Richard Hamerton-Stove

Sweating the portfolio harder: Cost-Out activity that pays for Itself

With M&A activity down and exits at their lowest point in over a decade, there is an ever pressing need to maximise the value of existing portfolios.

What’s the context?

  • Decline in PE activity and exits: M&A activity has dropped, with exits falling 66% from their 2021 peak. High interest rates have increased refinancing costs, making exits more protracted and challenging for buyout funds amid uncertain valuations.
  • Learning from the Past – Operational Improvements: Experienced private equity professionals have successfully navigated multiple crises by concentrating on operational improvements in their portfolio companies. For example, during the Global Financial Crisis, Bain Capital focused on enhancing salesforce efficiency, cost management, supply chain optimisation, working capital improvements, and talent development to protect and improve their existing portfolio.

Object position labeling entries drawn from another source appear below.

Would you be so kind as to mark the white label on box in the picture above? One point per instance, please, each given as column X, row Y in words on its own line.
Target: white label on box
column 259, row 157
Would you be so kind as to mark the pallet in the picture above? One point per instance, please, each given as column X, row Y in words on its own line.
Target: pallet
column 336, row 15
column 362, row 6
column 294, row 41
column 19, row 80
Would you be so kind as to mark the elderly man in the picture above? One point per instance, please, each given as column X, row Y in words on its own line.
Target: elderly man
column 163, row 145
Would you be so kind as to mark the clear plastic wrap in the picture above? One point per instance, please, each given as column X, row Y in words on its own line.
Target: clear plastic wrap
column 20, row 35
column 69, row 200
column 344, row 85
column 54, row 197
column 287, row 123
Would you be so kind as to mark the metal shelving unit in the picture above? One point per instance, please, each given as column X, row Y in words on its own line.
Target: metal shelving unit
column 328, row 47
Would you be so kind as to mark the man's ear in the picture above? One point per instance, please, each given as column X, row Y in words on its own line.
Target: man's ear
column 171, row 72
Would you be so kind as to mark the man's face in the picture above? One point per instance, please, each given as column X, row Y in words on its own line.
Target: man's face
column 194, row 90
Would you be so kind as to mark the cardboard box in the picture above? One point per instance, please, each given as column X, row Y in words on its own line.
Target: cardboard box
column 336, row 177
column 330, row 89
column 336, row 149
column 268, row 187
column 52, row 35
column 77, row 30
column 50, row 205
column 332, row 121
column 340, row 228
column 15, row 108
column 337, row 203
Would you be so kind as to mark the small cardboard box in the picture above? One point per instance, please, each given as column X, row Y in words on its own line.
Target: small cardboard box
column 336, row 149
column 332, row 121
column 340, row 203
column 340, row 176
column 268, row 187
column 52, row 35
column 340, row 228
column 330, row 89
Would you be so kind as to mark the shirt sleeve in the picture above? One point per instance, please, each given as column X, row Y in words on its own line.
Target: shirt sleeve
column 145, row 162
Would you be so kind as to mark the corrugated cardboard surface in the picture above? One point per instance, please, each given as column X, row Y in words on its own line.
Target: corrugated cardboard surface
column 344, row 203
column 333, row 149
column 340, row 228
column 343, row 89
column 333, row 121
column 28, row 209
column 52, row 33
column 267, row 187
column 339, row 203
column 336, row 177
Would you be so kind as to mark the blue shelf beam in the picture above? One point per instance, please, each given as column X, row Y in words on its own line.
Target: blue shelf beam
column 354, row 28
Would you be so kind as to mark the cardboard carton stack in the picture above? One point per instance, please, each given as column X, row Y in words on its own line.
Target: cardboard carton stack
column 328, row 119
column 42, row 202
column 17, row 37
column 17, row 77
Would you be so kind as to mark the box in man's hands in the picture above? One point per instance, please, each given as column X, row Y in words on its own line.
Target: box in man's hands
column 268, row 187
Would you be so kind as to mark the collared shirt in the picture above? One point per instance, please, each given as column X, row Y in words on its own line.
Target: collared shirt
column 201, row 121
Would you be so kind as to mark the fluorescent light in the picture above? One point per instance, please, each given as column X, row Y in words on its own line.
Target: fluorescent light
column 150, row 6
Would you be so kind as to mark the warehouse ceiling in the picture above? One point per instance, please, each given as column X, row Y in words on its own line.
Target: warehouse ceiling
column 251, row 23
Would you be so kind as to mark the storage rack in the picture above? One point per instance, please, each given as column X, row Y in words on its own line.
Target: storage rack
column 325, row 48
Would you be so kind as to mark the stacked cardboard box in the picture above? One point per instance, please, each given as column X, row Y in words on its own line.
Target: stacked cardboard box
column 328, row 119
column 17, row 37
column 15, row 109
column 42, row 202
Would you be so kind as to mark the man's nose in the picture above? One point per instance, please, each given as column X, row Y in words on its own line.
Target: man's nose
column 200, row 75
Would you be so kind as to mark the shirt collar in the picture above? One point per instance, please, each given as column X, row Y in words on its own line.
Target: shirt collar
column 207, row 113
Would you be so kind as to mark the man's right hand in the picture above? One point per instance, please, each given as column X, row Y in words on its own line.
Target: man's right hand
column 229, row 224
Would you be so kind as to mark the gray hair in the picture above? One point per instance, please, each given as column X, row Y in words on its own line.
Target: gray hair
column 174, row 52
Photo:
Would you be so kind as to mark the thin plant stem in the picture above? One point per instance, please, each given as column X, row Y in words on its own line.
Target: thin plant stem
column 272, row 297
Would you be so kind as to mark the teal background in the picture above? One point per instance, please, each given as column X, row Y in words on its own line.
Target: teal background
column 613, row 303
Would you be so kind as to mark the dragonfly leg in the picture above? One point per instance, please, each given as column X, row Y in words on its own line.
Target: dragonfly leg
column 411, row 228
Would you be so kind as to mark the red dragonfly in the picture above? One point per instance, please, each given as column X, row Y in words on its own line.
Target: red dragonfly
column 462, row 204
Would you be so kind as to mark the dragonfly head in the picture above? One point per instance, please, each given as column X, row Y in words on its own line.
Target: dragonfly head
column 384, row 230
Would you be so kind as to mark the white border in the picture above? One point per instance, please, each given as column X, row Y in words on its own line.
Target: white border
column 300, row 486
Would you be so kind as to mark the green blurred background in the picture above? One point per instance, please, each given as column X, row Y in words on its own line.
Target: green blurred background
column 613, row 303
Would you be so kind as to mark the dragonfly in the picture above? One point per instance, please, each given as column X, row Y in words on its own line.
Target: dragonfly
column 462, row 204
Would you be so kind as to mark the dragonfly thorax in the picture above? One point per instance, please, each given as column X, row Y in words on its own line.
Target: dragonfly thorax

Cost-Out Through Smart Automation

In the current climate, digital approaches, particularly smart automation, are proving invaluable in achieving cost-out initiatives. Everyday Technologies like RPA (Robotic Process Automation) and OCR (Optical Character Recognition) when combined with simple AI/ML can streamline business processes and automate repetitive tasks. This reduces human error, ensures consistency, and accelerates task completion times. RPA can be deployed across various departments, including Finance, HR, and IT, significantly enhancing overall productivity.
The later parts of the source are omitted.